I liked How to Fail at Almost Everything and Still Win Big: Kind of the Story of My Life by Scott Adams, the creator of the comic strip Dilbert. I don’t normally like ‘success’ books, but in this one is pretty good and very practical.
Here are some of my notes:
On Comics
Making comics is a process by which you strip out the unnecessary noise from a situation until all that is left is the absurd-yet-true core.
On Bullshit
Most people think they have perfectly good bullshit detectors. But if that were the case, trial juries would always be unanimous, and we’d all have the same religious beliefs.
On Failure
At this point in my story, you might have the following question: What kind of idiot puts himself in a position to be humiliated in front of a thousand people? It’s a fair question. The answer is a long one. It will take this entire book to answer it right.
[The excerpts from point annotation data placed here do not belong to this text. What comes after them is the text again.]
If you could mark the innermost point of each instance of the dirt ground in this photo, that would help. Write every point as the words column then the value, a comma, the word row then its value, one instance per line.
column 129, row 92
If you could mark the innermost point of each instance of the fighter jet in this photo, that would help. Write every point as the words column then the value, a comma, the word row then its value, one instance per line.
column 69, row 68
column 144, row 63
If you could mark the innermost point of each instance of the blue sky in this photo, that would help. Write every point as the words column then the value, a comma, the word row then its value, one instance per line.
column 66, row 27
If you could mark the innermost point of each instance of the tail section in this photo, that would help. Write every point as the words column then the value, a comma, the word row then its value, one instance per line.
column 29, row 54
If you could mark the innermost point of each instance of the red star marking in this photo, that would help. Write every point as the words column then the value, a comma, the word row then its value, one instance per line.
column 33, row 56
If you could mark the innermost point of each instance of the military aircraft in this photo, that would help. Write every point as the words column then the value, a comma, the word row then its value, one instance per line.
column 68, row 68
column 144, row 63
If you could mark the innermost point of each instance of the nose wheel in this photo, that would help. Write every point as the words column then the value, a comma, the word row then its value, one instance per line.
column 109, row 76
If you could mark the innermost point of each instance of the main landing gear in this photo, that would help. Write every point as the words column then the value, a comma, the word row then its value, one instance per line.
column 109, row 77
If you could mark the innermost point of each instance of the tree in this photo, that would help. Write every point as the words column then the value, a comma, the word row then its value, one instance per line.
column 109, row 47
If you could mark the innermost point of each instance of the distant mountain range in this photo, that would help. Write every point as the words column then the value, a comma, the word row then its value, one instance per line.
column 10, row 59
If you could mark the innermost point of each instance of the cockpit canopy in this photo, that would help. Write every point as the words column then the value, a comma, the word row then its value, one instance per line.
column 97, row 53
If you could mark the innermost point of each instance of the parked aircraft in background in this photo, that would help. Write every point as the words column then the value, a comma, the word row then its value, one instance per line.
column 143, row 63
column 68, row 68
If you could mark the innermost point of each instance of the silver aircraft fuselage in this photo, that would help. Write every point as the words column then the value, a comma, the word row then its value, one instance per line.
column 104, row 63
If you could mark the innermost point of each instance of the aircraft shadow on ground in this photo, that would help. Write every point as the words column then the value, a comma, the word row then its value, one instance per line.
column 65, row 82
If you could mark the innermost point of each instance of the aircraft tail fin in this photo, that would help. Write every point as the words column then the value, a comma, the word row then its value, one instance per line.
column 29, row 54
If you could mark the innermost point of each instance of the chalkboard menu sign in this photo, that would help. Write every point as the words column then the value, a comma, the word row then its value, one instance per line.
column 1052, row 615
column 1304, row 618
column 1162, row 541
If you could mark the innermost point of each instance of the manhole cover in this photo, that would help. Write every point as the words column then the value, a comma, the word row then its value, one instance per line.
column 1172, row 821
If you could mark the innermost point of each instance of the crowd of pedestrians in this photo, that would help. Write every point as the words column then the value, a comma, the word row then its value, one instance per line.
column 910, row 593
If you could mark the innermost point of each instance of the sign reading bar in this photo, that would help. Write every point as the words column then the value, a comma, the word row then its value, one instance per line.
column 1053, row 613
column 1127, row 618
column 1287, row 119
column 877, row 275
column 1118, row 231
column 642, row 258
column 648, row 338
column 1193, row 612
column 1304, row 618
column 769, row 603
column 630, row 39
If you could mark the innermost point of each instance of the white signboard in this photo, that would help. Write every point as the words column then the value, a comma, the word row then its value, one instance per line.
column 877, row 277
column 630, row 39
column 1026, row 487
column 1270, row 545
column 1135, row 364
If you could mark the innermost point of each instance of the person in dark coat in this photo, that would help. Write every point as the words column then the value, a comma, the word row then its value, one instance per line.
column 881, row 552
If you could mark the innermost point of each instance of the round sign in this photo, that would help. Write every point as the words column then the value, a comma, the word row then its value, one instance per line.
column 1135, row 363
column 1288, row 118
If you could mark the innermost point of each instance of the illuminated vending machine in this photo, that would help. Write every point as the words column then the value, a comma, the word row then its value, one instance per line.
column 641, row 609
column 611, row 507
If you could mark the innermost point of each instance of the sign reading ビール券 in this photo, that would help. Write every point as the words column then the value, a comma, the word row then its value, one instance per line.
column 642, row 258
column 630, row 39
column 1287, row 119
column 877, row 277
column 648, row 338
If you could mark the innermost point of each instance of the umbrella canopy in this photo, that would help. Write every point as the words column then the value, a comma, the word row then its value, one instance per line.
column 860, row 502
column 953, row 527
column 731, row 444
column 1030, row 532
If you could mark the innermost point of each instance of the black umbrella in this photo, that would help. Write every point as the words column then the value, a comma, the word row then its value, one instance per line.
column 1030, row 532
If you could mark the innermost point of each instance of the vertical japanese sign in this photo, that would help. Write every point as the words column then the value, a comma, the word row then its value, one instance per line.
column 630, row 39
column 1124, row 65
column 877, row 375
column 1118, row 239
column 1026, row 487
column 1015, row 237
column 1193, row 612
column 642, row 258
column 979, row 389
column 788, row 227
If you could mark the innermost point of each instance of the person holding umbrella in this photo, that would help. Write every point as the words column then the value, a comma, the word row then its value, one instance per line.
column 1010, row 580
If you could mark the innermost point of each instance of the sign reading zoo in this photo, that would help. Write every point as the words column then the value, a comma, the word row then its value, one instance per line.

The short answer is that over the years I have cultivated a unique relationship with failure. I invite it. I survive it. I appreciate it. And then I mug the shit out of it
On Lucky Streaks
The way our brains are wired, the lucky streaks feel good even if we know they are nothing but chance.
This was about the time I started to understand that timing is often the biggest component of success. And since timing is often hard to get right unless you are psychic, it makes sense to try different things until you get the timing right by luck.
Goals vs. Systems
One should have a system instead of a goal. (For job hunting) The system was to continually look for better options
The system-versus-goals model can be applied to most human endeavors. In the world of dieting, losing twenty pounds is a goal, but eating right is a system. In the exercise realm, running a marathon in under four hours is a goal, but exercising daily is a system. In business, making a million dollars is a goal, but being a serial entrepreneur is a system
For our purposes, let’s say a goal is a specific objective that you either achieve or don’t sometime in the future. A system is something you do on a regular basis that increases your odds of happiness in the long run. If you do something every day, it’s a system. If you’re waiting to achieve it someday in the future, it’s a goal
My proposition is that if you study people who succeed, you will see that most of them follow systems, not goals
On Success
One of the best pieces of advice I’ve ever heard goes something like this: If you want success, figure out the price, then pay it. It sounds trivial and obvious, but if you unpack the idea it has extraordinary power.
Once you become good at a few unimportant things, such as hobbies or sports, the habit of success stays with you on more important quests.
A great strategy for success in life is to become good at something, anything, and let that feeling propel you to new and better victories. Success can be habit-forming.
On Simplicity
Dilbert was designed from the start to be simple to create, and I continue to streamline the process. That simplicity has paid off big-time because it frees me to blog, write books, do interesting side projects, and still enjoy life
Another big advantage of simplification is that it frees up time, and time is one of your most valuable resources in the world. If you give an ant infinite time, it can move a mountain all by itself. In my case, I can run the equivalent of three separate careers (cartoonist, author, entrepreneur) in the same forty-hour week that would normally accommodate one job
On Happiness
Your attitude affects everything you do in your quest for success and happiness. A positive attitude is an important tool. It’s important to get it right. The best way to manage your attitude is by understanding your basic nature as a moist robot that can be programmed for happiness if you understand the user interface
On Attitude
Imagination is the interface to your attitude. You can literally imagine yourself to higher levels of energy.
The easiest way to manage your attitude is to consume as much feel-good entertainment as you can.
On The Big Picture
It’s smarter to see your big-idea projects as part of a system to improve your energy, contacts, and skills. From that viewpoint, if you have a big, interesting project in the works, you’re a winner every time you wake up.